Contre-pouvoir et contre-savoir

Voici donc les principales limites de ce savoir précoce : c’est un savoir qui n’est pas consenti ; c’est un savoir performatif ; c’est un savoir qui génère de l’incertitude ; c’est enfin un savoir infini. Dans ces conditions, le droit de savoir traduit davantage un désir de savoir et, à travers ce désir, les forces psychiques et sociales qui l’ont suscité qu’un choix libre de savoir.
 
Comment doit-on faire face à ce savoir nouveau ? Doit-on fermer les yeux, tenter de revenir à l’âge de l’ignorance en y interdisant l’accès ? Ce serait impossible et cela reviendrait en outre à renoncer à la recherche de traitements. À l’heure où le voile d’ignorance sur nos prédispositions génétiques se déchire inexorablement[7], le seul recours dont nous disposons contre cette injonction à savoir, aliénante à de nombreux égards, consiste plutôt en un travail critique qui puisse en faire ressortir les servitudes et que doivent accomplir aussi bien ses émetteurs que ses récepteurs. Seul cet exercice d’auto-critique peut être la condition d’une préservation de la liberté, entendue non plus seulement comme la jouissance d’un droit de savoir, mais comme celle d’un droit à la critique du savoir, complément indispensable du premier. 
 
Il importe ainsi qu’une culture critique se diffuse dans la société qui puisse tenir lieu de contre-pouvoir et de « contre-savoir » face à ce savoir prédictif. Le contre-pouvoir démocratique doit permettre, à un niveau strictement politique, que les motivations des agents à l’origine de cette injonction à savoir soient rendues explicites, de sorte que ce savoir n’apparaisse pas, ou pas seulement, comme une émanation libre de sujets désireux de savoir. Du reste, ces motivations ne doivent pas faire l’objet d’un blâme public dans tous les cas. Par exemple, la recherche scientifique de nouveaux traitements, pour la maladie d’Alzheimer notamment, n’est pas un objectif inavouable. L’idée d’un devoir citoyen de contribuer à la recherche scientifique, pour le bien des générations présentes et futures, est en elle-même parfaitement défendable. À l’inverse, peuvent s’exprimer, à travers cette injonction à savoir, des intérêts mercantiles vecteurs de discriminations sociales, ceux de l’industrie pharmaceutique, des secteurs assurantiels et bancaires.
 
Le contre-savoir doit quant à lui permettre que le savoir prédictif soit démystifié et ne se présente pas lui-même comme une réponse certaine à une question posée de toute éternité, mais comme une réponse incertaine à une question inventée et suscitée par une volonté de savoir provisoire et culturellement construite. Ce devoir de pédagogie incombe aussi bien aux pouvoirs politiques que médicaux.

 
[1] Louis Portes, À la recherche d’une éthique médicale, Paris, Editeurs Masson, Presses Universitaires de France, Paris, 1954.
[2] Ibid., p. 159.
[3] Jean-Pierre Dozon, « Quatre modèles de prévention » in Jean-Pierre Dozon et Didier Fassin (dir.), Critique de la santé publique. Une approche anthropologique, Paris, Editions Balland, 2001, p.127.

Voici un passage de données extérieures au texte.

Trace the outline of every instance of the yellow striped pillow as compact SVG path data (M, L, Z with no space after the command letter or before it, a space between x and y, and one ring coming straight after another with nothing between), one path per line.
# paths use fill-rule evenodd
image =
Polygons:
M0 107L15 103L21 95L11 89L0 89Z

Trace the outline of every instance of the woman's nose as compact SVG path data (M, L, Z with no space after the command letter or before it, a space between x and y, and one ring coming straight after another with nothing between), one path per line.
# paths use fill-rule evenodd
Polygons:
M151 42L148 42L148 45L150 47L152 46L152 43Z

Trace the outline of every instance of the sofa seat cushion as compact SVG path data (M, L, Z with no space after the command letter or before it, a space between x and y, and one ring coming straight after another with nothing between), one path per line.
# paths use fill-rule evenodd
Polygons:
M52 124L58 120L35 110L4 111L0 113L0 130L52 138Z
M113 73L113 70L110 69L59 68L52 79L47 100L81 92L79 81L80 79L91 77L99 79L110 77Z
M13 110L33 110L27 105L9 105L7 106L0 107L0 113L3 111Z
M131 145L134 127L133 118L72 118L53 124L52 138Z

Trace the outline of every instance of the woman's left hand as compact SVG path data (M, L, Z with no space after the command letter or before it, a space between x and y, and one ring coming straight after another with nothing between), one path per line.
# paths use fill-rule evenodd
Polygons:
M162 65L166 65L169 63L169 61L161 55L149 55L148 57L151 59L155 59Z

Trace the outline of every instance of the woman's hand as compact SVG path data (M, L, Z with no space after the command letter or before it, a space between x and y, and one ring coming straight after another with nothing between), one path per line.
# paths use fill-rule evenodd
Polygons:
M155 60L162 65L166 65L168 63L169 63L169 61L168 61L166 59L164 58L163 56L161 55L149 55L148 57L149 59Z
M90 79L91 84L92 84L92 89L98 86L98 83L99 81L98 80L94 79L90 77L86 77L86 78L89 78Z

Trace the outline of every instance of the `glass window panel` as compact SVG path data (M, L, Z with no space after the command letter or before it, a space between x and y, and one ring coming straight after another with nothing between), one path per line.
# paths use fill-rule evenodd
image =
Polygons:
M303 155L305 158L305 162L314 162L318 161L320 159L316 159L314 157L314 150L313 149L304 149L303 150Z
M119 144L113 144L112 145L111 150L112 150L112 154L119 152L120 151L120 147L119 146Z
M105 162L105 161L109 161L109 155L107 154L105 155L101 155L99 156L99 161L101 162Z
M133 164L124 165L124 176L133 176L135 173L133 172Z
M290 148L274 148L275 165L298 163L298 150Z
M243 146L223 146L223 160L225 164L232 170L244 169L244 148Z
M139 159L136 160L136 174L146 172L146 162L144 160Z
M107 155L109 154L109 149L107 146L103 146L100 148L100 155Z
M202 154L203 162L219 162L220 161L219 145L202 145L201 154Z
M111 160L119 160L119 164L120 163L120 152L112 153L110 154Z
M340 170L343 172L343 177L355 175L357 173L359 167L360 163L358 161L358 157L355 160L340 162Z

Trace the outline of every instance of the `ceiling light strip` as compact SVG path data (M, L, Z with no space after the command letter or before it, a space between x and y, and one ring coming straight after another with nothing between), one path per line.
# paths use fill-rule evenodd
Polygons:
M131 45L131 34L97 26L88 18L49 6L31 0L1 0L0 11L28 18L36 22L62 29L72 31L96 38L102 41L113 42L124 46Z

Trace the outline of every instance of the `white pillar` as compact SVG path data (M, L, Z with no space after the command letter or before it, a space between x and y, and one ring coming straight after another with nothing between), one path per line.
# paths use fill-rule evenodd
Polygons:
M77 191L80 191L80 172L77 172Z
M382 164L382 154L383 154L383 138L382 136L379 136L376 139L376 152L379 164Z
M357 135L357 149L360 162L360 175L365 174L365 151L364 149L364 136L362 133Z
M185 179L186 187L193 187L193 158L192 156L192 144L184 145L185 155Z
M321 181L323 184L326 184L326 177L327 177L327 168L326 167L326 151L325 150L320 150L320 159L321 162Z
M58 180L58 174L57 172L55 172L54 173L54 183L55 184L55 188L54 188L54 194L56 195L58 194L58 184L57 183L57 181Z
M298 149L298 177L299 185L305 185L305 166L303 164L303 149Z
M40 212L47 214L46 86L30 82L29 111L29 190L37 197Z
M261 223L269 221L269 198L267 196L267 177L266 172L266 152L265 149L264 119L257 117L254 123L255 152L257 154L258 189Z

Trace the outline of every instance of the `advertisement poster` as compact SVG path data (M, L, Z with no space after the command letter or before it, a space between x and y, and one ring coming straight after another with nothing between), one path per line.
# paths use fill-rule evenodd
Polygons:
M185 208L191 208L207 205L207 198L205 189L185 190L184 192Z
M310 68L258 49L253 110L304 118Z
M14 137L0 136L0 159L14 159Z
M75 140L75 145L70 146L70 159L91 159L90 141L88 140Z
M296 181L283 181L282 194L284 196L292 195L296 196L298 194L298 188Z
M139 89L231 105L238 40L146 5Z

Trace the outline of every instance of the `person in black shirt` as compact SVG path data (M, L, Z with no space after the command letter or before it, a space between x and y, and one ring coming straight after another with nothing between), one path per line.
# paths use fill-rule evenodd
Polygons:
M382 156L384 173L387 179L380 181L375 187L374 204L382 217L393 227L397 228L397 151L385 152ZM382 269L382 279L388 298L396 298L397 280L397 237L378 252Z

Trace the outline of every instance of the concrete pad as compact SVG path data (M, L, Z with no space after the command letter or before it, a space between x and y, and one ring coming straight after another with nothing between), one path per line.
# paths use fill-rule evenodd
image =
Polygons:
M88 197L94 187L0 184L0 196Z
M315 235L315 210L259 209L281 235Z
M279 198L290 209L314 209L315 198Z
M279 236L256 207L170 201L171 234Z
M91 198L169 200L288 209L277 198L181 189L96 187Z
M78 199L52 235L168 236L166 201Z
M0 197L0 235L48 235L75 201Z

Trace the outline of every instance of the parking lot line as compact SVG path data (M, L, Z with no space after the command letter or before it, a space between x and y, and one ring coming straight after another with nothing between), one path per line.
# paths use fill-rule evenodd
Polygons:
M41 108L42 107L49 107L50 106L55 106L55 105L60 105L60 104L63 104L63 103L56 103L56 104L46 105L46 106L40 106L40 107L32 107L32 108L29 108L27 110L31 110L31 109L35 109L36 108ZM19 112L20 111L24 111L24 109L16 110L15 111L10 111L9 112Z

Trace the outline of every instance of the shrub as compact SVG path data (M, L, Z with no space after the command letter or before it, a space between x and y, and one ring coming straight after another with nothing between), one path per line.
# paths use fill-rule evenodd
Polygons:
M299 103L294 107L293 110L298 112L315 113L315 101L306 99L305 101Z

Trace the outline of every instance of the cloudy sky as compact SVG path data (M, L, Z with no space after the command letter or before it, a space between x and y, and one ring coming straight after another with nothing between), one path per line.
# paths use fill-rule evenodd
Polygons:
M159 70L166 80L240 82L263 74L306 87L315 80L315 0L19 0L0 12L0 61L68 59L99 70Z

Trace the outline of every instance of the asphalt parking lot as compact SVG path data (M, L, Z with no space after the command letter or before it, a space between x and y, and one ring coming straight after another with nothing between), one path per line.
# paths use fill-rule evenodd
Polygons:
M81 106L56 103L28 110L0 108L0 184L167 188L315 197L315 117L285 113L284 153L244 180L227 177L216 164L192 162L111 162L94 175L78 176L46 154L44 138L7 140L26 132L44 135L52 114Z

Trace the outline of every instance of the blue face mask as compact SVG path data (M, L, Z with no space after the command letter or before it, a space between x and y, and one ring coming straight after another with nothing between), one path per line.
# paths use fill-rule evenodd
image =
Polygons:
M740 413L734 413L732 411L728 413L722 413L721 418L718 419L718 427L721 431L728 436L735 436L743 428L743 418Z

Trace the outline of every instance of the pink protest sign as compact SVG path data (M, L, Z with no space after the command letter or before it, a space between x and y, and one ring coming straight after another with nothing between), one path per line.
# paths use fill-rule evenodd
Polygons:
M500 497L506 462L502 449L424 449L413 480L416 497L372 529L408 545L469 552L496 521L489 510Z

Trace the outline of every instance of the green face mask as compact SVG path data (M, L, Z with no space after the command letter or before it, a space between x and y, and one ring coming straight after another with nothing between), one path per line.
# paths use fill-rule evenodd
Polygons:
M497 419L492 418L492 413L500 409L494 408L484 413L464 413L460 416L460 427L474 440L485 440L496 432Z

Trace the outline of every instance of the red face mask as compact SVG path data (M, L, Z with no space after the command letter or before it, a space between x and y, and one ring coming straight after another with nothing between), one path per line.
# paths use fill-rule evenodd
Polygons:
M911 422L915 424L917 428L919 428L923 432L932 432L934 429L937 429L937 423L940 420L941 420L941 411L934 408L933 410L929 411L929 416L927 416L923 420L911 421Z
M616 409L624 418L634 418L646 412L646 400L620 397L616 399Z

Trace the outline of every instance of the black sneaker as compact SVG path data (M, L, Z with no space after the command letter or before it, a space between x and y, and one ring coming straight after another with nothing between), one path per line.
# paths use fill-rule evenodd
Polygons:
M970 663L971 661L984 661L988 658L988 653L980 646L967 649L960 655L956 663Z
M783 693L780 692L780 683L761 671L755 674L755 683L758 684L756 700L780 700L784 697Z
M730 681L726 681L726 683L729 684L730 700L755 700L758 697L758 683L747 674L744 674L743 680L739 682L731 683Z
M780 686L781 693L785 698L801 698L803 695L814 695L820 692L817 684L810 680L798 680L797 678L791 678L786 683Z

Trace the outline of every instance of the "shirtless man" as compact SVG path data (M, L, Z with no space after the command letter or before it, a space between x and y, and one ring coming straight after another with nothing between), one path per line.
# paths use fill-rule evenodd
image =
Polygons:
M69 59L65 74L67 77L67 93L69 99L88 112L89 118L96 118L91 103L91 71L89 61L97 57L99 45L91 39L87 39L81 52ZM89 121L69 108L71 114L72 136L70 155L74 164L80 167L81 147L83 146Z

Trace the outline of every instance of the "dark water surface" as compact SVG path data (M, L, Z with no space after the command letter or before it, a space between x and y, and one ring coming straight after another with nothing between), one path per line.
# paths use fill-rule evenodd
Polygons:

[4] Emmanuel Kant, « Réponse à la question : qu’est-ce que les Lumières ? » in Vers la paix perpétuelle. Que signifie s’orienter dans la pensée ? Qu’est-ce que les Lumières, trad. J.-F. Poirier et F. Proust, Paris, Garnier Flammarion, 1991, p. 43.
[5] Ibid., p. 44.
[6] « La personne est tenue d’informer les membres de sa famille potentiellement concernés dont elle ou, le cas échéant, son représentant légal possède ou peut obtenir les coordonnées, dès lors que des mesures de prévention ou de soins peuvent leur être proposées » (Article L1131-1-2 du Code de la santé publique, Loi n°2011-814 du 7 juillet 2011 - art. 2).
[7] Pierre Rosanvallon, La nouvelle question sociale. Repenser l’Etat providence, Paris, Seuil, 1995, p. 155.